Problem: Topcoder SRM 170 500

Consider a sequence {x0, x1, x2, ...}. A relation that defines some term xn in terms of previous terms is called a recurrence relation. A linear recurrence relation is one where the recurrence is of the form xn = c(k-1) * x(n-1) + c(k-2) * x(n-2) + ... + c(0) * x(n-k) where all the c(i) are real-valued constants, k is the length of the recurrence relation, and n is an arbitrary positive integer which is greater than or equal to k. You will be given a int[] coefficients, indicating, in order, c(0), c(1), ..., c(k-1).

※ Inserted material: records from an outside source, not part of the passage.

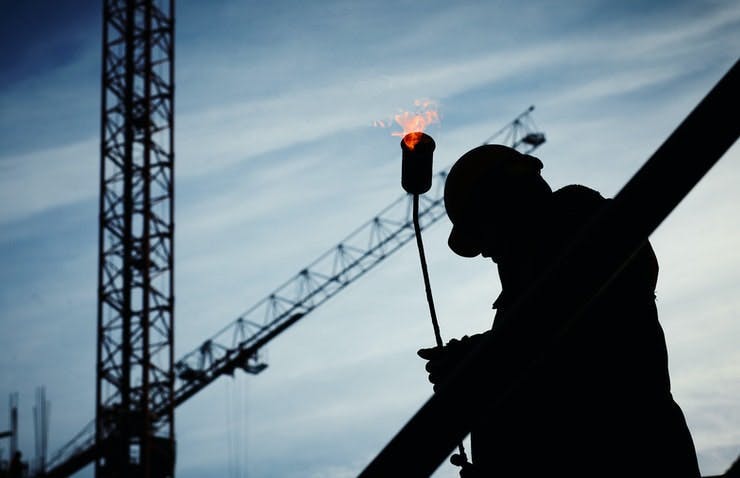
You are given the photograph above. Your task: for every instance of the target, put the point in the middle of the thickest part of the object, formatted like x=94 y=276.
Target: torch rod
x=427 y=285
x=430 y=299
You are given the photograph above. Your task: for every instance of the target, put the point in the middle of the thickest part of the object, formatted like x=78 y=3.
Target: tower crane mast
x=238 y=344
x=136 y=268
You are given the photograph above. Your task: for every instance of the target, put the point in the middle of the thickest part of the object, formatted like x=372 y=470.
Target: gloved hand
x=443 y=360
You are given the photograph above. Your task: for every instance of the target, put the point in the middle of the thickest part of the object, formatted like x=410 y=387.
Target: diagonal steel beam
x=609 y=240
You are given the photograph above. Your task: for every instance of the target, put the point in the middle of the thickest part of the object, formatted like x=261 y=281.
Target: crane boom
x=238 y=344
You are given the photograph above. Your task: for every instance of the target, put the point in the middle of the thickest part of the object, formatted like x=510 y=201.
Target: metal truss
x=135 y=275
x=238 y=344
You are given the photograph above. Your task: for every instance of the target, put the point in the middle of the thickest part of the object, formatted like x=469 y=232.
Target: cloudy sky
x=277 y=161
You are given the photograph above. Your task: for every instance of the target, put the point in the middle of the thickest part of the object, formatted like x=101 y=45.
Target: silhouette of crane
x=238 y=344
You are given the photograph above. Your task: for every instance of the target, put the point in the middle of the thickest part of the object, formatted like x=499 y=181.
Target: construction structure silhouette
x=136 y=395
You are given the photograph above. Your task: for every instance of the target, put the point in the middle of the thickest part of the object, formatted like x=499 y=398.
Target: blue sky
x=277 y=162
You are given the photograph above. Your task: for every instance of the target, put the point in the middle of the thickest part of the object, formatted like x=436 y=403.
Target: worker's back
x=601 y=405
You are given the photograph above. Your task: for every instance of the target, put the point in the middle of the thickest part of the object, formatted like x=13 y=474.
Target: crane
x=238 y=345
x=134 y=424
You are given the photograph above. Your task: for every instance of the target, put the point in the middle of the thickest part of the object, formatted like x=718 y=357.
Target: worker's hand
x=443 y=360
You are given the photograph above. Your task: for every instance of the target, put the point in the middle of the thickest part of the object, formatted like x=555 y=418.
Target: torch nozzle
x=416 y=162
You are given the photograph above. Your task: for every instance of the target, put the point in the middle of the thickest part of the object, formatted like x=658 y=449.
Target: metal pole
x=608 y=242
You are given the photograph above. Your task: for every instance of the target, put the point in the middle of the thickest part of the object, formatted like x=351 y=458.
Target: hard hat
x=492 y=167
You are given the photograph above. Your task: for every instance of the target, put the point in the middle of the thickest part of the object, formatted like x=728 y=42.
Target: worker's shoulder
x=577 y=199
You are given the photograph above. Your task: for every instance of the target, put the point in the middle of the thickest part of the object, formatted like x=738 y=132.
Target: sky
x=277 y=161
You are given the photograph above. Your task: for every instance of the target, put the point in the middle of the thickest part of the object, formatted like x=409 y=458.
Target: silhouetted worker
x=601 y=405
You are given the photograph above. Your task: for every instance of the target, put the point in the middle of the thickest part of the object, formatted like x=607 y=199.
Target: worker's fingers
x=430 y=353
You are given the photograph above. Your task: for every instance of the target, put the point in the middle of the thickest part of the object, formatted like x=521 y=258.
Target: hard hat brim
x=461 y=244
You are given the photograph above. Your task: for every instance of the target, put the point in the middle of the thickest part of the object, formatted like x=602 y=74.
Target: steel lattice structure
x=136 y=266
x=238 y=344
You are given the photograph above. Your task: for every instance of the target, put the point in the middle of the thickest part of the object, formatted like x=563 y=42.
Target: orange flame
x=413 y=123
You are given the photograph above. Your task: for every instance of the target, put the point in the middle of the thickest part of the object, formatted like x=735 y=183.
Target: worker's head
x=491 y=194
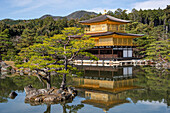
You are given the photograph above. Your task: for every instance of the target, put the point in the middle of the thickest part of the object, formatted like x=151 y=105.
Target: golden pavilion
x=111 y=40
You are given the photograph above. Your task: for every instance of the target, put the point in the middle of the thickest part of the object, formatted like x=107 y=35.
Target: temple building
x=111 y=40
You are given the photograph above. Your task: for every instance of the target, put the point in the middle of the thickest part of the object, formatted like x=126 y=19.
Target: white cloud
x=151 y=4
x=20 y=3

You will also be given a int[] initial, giving the values of x(0), x(1), ..., x(k-1), and an int N. Your method should return xN modulo 10.

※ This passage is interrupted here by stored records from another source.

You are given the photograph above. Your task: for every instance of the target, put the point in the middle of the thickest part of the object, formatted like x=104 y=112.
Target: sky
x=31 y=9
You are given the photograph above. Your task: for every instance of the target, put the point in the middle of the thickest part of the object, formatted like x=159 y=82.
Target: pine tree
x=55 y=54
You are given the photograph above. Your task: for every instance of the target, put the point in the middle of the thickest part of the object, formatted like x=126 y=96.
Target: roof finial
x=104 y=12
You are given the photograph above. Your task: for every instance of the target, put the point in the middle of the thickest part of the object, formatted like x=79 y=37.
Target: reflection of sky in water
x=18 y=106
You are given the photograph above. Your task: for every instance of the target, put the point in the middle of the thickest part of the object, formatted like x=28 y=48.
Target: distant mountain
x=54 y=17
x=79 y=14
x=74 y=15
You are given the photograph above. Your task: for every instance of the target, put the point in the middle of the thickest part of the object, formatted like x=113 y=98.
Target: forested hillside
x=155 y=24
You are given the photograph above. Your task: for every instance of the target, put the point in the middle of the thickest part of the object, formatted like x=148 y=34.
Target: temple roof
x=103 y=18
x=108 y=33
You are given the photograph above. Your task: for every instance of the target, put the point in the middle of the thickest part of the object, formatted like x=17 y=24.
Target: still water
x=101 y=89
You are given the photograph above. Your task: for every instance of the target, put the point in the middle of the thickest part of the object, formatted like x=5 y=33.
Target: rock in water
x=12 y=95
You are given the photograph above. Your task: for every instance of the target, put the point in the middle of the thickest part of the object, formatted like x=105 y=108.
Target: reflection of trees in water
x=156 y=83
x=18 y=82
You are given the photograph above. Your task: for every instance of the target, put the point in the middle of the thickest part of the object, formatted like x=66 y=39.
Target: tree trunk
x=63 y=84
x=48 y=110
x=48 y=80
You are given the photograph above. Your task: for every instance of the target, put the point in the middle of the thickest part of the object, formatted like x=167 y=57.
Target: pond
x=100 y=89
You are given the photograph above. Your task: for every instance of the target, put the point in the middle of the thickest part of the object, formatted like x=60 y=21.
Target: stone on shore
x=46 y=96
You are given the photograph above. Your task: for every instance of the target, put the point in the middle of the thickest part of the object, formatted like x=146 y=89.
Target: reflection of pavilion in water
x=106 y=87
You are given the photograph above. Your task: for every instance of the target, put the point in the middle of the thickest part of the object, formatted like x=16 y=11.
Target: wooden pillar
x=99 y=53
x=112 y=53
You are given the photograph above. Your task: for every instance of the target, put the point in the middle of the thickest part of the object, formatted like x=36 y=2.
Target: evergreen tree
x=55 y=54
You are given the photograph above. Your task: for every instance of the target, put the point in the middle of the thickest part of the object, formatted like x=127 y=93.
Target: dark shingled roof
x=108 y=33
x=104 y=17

More specifically, if coefficients is of size k, then the recurrence relation will be xn = coefficients[k - 1] * xn-1 + coefficients[k - 2] * xn-2 + ... + coefficients[0] * xn-k.

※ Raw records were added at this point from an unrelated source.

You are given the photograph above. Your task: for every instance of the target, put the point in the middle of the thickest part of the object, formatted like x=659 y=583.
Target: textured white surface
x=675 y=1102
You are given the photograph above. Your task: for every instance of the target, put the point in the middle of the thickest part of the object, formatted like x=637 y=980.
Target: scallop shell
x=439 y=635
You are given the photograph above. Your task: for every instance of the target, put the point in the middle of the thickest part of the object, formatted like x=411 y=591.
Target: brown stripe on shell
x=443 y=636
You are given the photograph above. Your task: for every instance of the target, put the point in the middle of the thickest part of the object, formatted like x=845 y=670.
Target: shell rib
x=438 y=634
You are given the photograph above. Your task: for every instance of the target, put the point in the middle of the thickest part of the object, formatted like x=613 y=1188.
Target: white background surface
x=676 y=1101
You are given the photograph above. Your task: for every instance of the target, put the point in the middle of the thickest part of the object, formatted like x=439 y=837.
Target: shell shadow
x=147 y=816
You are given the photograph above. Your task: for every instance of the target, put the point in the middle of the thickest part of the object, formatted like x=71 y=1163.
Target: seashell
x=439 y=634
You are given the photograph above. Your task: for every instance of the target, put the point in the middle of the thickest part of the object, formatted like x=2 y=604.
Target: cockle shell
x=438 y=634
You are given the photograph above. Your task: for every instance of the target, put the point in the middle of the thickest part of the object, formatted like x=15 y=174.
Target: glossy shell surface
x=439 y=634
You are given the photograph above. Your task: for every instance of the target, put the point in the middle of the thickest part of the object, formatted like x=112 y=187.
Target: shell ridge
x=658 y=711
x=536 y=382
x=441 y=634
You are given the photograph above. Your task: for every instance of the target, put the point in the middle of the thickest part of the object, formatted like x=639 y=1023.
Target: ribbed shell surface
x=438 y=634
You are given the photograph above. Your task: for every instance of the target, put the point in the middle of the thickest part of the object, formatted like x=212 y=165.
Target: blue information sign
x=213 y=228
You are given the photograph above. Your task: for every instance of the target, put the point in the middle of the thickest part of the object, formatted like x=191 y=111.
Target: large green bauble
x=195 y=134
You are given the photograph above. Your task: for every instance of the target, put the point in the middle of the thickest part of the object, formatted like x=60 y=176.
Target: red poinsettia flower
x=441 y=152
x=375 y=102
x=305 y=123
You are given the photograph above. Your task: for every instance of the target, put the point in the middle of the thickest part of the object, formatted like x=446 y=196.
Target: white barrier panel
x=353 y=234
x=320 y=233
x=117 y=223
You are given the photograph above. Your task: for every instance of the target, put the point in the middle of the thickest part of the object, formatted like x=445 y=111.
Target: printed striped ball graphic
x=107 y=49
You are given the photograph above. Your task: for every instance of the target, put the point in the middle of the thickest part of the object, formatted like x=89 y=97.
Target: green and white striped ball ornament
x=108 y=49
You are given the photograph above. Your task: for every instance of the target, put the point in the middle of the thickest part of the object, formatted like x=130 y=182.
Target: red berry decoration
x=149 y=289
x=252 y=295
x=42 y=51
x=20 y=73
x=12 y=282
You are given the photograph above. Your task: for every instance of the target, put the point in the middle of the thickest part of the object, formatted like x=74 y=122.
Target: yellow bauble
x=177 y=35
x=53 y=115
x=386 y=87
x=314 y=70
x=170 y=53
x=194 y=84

For example, if coefficients = {2,1}, initial = {9,7}, and N = 6, then our recurrence relation is xn = xn-1 + 2 * xn-2 and we have x0 = 9 and x1 = 7. Then x2 = x1 + 2 * x0 = 7 + 2 * 9 = 25, and similarly, x3 = 39, x4 = 89, x5 = 167, and x6 = 345, so your method would return (345 modulo 10) = 5.

Constraints: - Code must run in less than or equal to 2 seconds - Memory utilization must not exceed 64 MB

My attempted Solution:

class RecurrenceRelation
{

    public int moduloTen(int[] coefficients, int[] initial, int N)
    {
        double xn = 0; int j = 0;
        int K = coefficients.Length;
        List<double> xs = new List<double>(Array.ConvertAll<int, double>(initial,
        delegate(int i)
        {
            return (double)i;
        })); 
        if (N < K)
            return negativePositiveMod(xs[N]);
        while (xs.Count <= N)
        {
            for (int i = xs.Count - 1; i >= j; i--)
            {
                xn += xs[i] * coefficients[K--];
            }
            K = coefficients.Length;
            xs.Add(xn);
            xn = 0;
            j++;
        }
        return negativePositiveMod(xs[N]);
    }
    public int negativePositiveMod(double b)
    {
        while (b < 0)
        {
            b += 10;
        }
        return (int)(b % 10);
    }
}

My problem with this solution is the precision of the double representation, and since I can't use a third party library or the BigInteger library in .NET for this SRM, i need to find a way of solving it without them. I suspect I could use recursion but I'm a little clueless on how to go about that.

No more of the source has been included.